Più “politica” la disamina del consigliere del Csm Claudio Galoppi, secondo il quale è “necessario dare corso a una nuova stagione in cui la magistratura è tenuta a un maggiore riserbo e una maggiore garanzia delle persone. È necessario stabilire un limite di demarcazione tra la funzione giurisdizionale e l’impegno in politica e l’attività di rappresentanza politica che comunque i magistrati hanno il diritto di intraprendere. Lo dico rifuggendo da ogni demagogia“.

Il procuratore generale Roberto Scarpinato punta molto sulla forbice economica tra le diverse classi sociali che si allarga contribuendo da un lato all’aumento dei reati, dall’altro all’aumento della sfiducia nelle istituzioni. “Fuori dal palazzo di giustizia – dice – si manifesta una distonia tra il lavoro svolto dalla giustizia e i risultati raggiunti. Al di là dei numeri, c’è una progressiva crescita del reato ordinario e un arretramento complessivo della cultura della legalità”.

Su Cosa nostra – prosegue – riusciamo a contenere il fenomeno, ma se non avanza neppure indietreggia in modo significativo. La mafia approfitta dei nuovi spazi lasciati dal degrado, soprattutto nel palermitano“.

La crisi “mangia” la società. “È quindi normale – aggiunge – che, nonostante l’ottimo lavoro svolto dagli uffici giudiziari, l’opinione pubblica perda fiducia nelle istituzioni. In questo quadro si spiegano le rare denunce delle estorsioni e delle testimonianze per rapine e furti. Le vittime, inoltre, non denunciano gli usurai perché si spaventano di perdere la loro unica fonte di sussistenza. Stessa cosa succede per i reati sul lavoro. Le politiche economiche nazionali hanno aumentato la forbice della diseguaglianza, allontanando sempre più le regioni meridionali dal resto del Paese“.

L’ultimo accenno di Scarpinato è al decremento dei reati tributari. “Questo non è imputabile – ribadisce – a una crescita del tasso morale dei contribuenti, ma a scelte di politica legislativa che hanno disarmato lo Stato nella lotta all’evasione. Alzando la soglia economica dell’infrazione per considerarlo reato non si è permesso di contrastare adeguatamente il fenomeno. Il sequestro per equivalente, che era finora uno strumento essenziale per recuperare le somme non versate, è parecchio diminuito. La depenalizzazione in questo settore si è rilevata perdente”.

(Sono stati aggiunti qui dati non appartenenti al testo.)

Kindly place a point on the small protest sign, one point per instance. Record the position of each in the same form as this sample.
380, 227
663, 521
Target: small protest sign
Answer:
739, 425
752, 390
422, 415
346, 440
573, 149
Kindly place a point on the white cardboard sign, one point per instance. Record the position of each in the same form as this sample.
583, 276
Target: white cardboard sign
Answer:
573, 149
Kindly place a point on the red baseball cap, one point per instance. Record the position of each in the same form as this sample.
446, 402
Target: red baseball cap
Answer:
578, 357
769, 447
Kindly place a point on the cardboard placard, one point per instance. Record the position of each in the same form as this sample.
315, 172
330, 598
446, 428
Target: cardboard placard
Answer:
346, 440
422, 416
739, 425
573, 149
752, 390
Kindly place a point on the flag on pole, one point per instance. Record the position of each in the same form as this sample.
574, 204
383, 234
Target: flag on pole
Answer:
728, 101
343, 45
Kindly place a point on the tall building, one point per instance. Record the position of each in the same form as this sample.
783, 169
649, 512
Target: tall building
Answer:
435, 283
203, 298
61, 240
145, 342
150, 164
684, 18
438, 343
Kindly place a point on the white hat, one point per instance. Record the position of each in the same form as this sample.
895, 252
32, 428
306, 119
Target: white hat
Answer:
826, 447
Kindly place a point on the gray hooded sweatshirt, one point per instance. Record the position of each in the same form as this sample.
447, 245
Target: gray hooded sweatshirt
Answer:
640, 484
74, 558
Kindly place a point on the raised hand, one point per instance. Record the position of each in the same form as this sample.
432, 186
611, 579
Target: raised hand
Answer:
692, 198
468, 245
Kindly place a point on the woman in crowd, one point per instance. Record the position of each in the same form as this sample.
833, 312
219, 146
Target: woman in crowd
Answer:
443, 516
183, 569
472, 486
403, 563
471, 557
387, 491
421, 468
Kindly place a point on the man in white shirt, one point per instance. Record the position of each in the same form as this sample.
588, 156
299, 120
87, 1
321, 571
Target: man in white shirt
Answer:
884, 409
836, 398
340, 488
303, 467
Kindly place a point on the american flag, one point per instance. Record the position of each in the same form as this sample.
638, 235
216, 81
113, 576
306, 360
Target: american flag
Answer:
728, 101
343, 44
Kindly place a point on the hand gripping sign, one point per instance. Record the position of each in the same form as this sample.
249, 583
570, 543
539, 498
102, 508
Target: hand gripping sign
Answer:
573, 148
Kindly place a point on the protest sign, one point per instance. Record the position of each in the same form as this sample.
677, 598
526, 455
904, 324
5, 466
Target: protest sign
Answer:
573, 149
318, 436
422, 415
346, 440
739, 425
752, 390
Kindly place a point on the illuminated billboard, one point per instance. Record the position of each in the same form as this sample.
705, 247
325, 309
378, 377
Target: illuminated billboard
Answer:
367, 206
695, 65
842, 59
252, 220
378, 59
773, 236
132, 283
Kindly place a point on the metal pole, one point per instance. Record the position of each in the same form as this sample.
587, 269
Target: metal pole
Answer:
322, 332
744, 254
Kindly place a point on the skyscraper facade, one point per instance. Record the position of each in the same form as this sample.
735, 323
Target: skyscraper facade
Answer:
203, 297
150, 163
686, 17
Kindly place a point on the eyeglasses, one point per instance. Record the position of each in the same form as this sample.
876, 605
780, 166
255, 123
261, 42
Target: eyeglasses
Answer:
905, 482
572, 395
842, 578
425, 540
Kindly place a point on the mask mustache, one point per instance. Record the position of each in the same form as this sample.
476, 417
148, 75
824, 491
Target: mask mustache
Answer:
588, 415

Anche l’abuso del potere pubblico – conclude – può essere difficilmente perseguito a causa della prescrizione che continua a falcidiare la maggior parte dei processi. Anche quando si arriva a sentenze di condanna nei tempi imposti, i colletti bianchi usufruiscono di tutti le forme alternative alla pena detentiva. La lotta ai reati di pubblica amministrazione è quindi priva di efficacia dissuasiva“.